In [None]:
!pip install uv

In [None]:
!uv pip install --quiet transformers
!uv pip install --quiet librosa
!uv pip install --quiet torch==2.8.0 torchvision==0.23.0 torchaudio==2.8.0 --index-url https://download.pytorch.org/whl/cu128
!uv pip install --quiet datasets

In [None]:
# Ensuring the installation of Pytorch
!pip show torch

In [None]:
!uv pip install pandas

## Mounting Google Drive

In [None]:
from google.colab import drive
drive.mount('/content/drive')

In [None]:
import pandas as pd

In [None]:
df = pd.read_csv('/content/drive/MyDrive/Whisper_Finetune/FT Data - data.csv')

In [None]:
df.head()

In [None]:
# Renaming to Hugging Face convention
df = df.rename(columns={
    'rec_url_gcp': 'audio',
    'transcription_url_gcp': 'transcription'
})

In [None]:
df2 = df[['audio','transcription']]
df2.head(5)

## Installing the audio files from url path to perform audio processing

In [None]:
import os
import requests
import pandas as pd

def download_audio(row, audio_col="audio", download_dir="audio_files"):
    os.makedirs(download_dir, exist_ok=True)
    audio_url = row[audio_col]
    basename = os.path.basename(audio_url)
    local_path = os.path.join(download_dir, basename)
    if not os.path.exists(local_path):
        # Download only if not already present
        try:
            r = requests.get(audio_url)
            with open(local_path, 'wb') as f:
                f.write(r.content)
        except Exception as e:
            print(f"Failed to download {audio_url}: {e}")
    return local_path

df2["audio"] = df2.apply(download_audio, axis=1)

In [None]:
df2.head(5)

In [None]:
df2 = df2.rename(columns={
    'audio': 'audio_file_path',
    'transcription': 'transcription_data'
})

In [None]:
import json
import os
from pydub import AudioSegment
import re
import pandas as pd
import requests

def is_valid_hindi_text(text):
    """
    Check if text contains only Hindi characters and punctuation marks.
    Hindi Unicode range: \u0900-\u097F (Devanagari)
    Also allows common punctuation and whitespace
    """
    # Define allowed characters: Hindi (Devanagari), whitespace, and common punctuation
    pattern = r'^[\u0900-\u097F\s।,.!?;:()\-]+$'
    return bool(re.match(pattern, text))

def split_segment_if_needed(segment, max_duration=30):
    """
    Split a segment into multiple parts if it exceeds max_duration.
    Returns list of segments with adjusted start/end times.
    """
    duration = segment['end'] - segment['start']

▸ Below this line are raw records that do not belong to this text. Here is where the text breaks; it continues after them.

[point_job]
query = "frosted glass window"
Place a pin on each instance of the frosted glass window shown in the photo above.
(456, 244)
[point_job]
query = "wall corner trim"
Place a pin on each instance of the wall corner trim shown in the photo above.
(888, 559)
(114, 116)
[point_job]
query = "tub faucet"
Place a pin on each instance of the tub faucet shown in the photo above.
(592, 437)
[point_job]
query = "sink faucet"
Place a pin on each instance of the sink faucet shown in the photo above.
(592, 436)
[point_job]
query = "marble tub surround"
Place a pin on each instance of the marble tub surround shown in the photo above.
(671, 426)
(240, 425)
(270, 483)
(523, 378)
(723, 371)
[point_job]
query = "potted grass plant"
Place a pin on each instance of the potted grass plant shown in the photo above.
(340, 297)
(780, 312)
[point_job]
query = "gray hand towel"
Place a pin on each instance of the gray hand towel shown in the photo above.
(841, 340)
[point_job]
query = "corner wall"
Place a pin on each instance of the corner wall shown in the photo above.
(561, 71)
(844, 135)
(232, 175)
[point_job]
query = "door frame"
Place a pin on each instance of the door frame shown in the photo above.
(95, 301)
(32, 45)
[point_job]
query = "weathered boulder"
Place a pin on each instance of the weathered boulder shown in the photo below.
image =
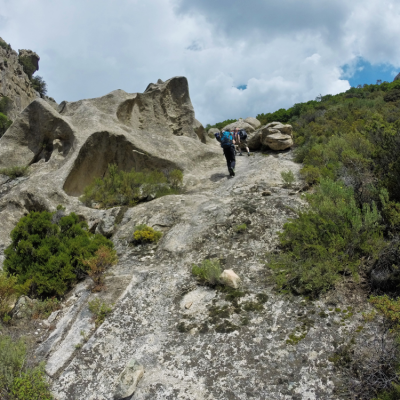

    if duration <= max_duration:
        return [segment]

    # Split into multiple segments
    num_parts = int(duration / max_duration) + 1
    part_duration = duration / num_parts

    segments = []
    for i in range(num_parts):
        new_segment = segment.copy()
        new_segment['start'] = segment['start'] + (i * part_duration)
        new_segment['end'] = segment['start'] + ((i + 1) * part_duration)
        segments.append(new_segment)

    return segments

def clip_audio_from_transcription(audio_file_path, transcription_data, output_base_dir="output"):
    """
    Clip audio file based on transcription data.

    Args:
        audio_file_path: Path to the input audio file (local path)
        transcription_data: List of dictionaries with start, end, speaker_id, and text
        output_base_dir: Base directory in Google Drive for output files

    Returns:
        Tuple of (stats_dict, segments_list)
        - stats_dict: Dictionary with statistics about the processing
        - segments_list: List of dictionaries with segment info (clip_path, text)
    """
    # Get audio filename without extension for folder naming
    audio_filename = os.path.splitext(os.path.basename(audio_file_path))[0]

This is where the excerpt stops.